Creating a Mathematical Knowledge Graph Using Lean 4’s Mathlib Library

9 min readSep 20, 2024

1. Introduction

Lean 4 is a computer-assisted proof system, also known as an interactive theorem prover, used for the formal verification of mathematical theorems or the correctness of computer programs. Mathlib is the mathematical library for Lean 4, supported by an active development team that includes many mathematicians and computer scientists. This system has been applied to cutting-edge mathematical research; for example, a key theorem in condensed mathematics was successfully verified using the Lean system during the liquid tensor experiment initiated by Fields Medalist Peter Scholze. This project builds a knowledge graph based on Lean 4, consisting of the following components:

Data Acquisition
Graph Design
Graph Visualization
Model Training and Inference Based on the Graph

2. Construction and Visualization of the Lean Knowledge Graph

2.1 Data Acquisition and Organization

The mathematical library mathlib4 for the interactive proof system Lean 4 can be obtained from GitHub. After installing Lean 4, mathlib4 can be compiled, and then the doc-gen4 tool can be used to generate documentation in HTML format. The documentation for mathlib4 includes all mathematical objects defined in the library, with the main types being:

def (mathematical definitions)
abbrev (abbreviations, which can be automatically expanded)
structure (similar to data structures in programming languages)
class (in type theory, supports typeclass inference)
instance (for example, the natural number type as an instance of a “monoid”)
inductive (recursive definitions)
axiom (axioms)
lemma (lemmas)
theorem (theorems)

To extract information such as the names of these mathematical objects, their hierarchical relationships, connections, and natural language descriptions, the Python library BeautifulSoup is used to analyze the HTML documents and convert them into JSON format.

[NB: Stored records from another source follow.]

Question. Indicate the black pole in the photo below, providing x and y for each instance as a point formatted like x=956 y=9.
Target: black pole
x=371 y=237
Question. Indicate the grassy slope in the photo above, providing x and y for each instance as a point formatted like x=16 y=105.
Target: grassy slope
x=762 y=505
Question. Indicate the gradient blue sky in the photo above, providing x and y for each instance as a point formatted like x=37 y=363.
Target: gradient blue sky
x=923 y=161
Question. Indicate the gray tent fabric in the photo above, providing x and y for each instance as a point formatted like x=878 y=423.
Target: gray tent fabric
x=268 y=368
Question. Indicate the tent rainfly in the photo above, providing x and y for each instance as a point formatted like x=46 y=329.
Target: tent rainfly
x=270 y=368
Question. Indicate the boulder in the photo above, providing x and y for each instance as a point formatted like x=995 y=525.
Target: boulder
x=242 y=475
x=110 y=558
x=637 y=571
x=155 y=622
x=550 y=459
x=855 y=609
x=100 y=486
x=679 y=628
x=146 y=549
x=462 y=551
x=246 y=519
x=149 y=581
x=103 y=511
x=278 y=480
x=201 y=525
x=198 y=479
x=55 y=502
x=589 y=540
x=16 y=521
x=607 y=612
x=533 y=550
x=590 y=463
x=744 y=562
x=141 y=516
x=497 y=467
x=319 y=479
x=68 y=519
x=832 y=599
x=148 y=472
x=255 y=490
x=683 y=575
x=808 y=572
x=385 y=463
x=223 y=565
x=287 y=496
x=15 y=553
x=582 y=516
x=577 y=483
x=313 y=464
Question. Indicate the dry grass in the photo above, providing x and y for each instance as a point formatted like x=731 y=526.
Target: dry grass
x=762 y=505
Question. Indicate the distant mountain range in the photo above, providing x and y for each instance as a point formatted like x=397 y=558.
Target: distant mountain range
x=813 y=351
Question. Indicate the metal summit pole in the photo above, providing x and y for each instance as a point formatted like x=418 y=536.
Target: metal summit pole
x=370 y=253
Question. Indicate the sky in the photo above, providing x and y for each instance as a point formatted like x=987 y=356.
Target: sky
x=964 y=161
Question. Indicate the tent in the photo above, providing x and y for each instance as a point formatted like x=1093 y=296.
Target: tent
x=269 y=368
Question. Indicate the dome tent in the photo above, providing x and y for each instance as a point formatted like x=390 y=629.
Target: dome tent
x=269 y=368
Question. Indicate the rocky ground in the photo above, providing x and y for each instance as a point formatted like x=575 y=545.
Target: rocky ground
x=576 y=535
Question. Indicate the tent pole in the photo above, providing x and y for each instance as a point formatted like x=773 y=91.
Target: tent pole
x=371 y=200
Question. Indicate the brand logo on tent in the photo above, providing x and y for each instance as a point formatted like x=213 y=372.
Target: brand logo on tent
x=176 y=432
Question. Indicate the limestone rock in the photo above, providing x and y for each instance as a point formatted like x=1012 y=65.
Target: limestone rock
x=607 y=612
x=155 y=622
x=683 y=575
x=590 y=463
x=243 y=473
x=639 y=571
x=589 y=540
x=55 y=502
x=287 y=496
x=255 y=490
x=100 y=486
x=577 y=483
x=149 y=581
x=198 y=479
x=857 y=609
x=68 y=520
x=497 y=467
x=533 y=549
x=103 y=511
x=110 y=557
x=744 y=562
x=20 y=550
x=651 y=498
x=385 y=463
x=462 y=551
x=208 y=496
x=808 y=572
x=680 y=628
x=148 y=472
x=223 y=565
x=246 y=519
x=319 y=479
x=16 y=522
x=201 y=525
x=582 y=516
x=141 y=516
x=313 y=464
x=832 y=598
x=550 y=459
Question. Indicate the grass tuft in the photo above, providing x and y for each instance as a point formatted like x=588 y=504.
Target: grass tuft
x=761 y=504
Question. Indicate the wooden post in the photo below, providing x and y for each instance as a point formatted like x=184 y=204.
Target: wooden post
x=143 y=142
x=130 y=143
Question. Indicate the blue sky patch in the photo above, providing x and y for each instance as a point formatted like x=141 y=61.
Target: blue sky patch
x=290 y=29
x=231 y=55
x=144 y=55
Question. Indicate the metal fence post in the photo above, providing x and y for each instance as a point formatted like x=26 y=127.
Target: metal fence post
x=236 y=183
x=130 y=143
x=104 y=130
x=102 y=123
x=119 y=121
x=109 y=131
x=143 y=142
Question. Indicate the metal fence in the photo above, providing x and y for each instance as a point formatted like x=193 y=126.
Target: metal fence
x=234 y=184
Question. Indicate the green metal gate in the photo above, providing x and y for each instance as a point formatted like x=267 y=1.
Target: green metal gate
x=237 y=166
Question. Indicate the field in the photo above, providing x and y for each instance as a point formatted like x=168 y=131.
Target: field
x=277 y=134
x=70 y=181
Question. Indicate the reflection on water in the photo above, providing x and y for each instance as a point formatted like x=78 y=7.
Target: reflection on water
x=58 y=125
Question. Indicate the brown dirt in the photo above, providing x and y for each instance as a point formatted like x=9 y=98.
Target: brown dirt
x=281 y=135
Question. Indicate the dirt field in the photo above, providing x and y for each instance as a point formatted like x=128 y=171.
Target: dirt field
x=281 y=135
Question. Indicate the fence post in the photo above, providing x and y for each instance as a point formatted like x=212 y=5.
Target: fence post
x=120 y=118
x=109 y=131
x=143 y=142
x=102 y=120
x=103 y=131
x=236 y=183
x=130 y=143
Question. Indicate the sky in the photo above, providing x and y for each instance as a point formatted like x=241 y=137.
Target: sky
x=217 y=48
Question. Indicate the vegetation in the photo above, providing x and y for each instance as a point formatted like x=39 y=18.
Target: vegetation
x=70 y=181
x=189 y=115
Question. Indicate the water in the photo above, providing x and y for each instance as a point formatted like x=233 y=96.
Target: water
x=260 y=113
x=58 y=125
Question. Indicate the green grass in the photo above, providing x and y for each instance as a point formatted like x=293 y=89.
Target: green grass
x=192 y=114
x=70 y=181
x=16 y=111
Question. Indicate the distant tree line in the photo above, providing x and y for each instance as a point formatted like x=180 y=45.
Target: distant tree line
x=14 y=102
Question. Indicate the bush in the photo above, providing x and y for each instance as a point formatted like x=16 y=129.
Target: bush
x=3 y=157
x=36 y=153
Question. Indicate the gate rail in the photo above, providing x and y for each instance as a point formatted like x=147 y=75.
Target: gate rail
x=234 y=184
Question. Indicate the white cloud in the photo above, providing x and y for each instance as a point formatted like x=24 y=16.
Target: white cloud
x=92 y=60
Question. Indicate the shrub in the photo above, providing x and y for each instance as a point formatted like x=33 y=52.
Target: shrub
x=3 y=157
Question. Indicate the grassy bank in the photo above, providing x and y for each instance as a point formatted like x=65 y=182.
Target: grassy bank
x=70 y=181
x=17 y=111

Figure 1: JSON Hierarchical Structure of a Theorem

2.2 Graph Design

Based on the obtained JSON data, the tree structure of the JSON data is illustrated in Figure 1. The following definitions are made according to its structural characteristics:

Entity Definitions:

Entity Name: The value corresponding to the name field in each JSON entry

Attribute: The value corresponding to the kind field in the JSON
Node Type: Node
Explanation: Each mathematical theorem is defined as an entity with its name, and its type kind serves as the node’s attribute.

Entity Name: [Node_name]’s description

Attribute: The value corresponding to the description field in the JSON
Node Type: Description
Explanation: A corresponding description node is created based on the description associated with each theorem.

Entity Name: [Node_name]’s attribute

Attribute: The value corresponding to the attribute field in the JSON
Node Type: Attribute
Explanation: A corresponding attribute node is established based on the attributes associated with each theorem.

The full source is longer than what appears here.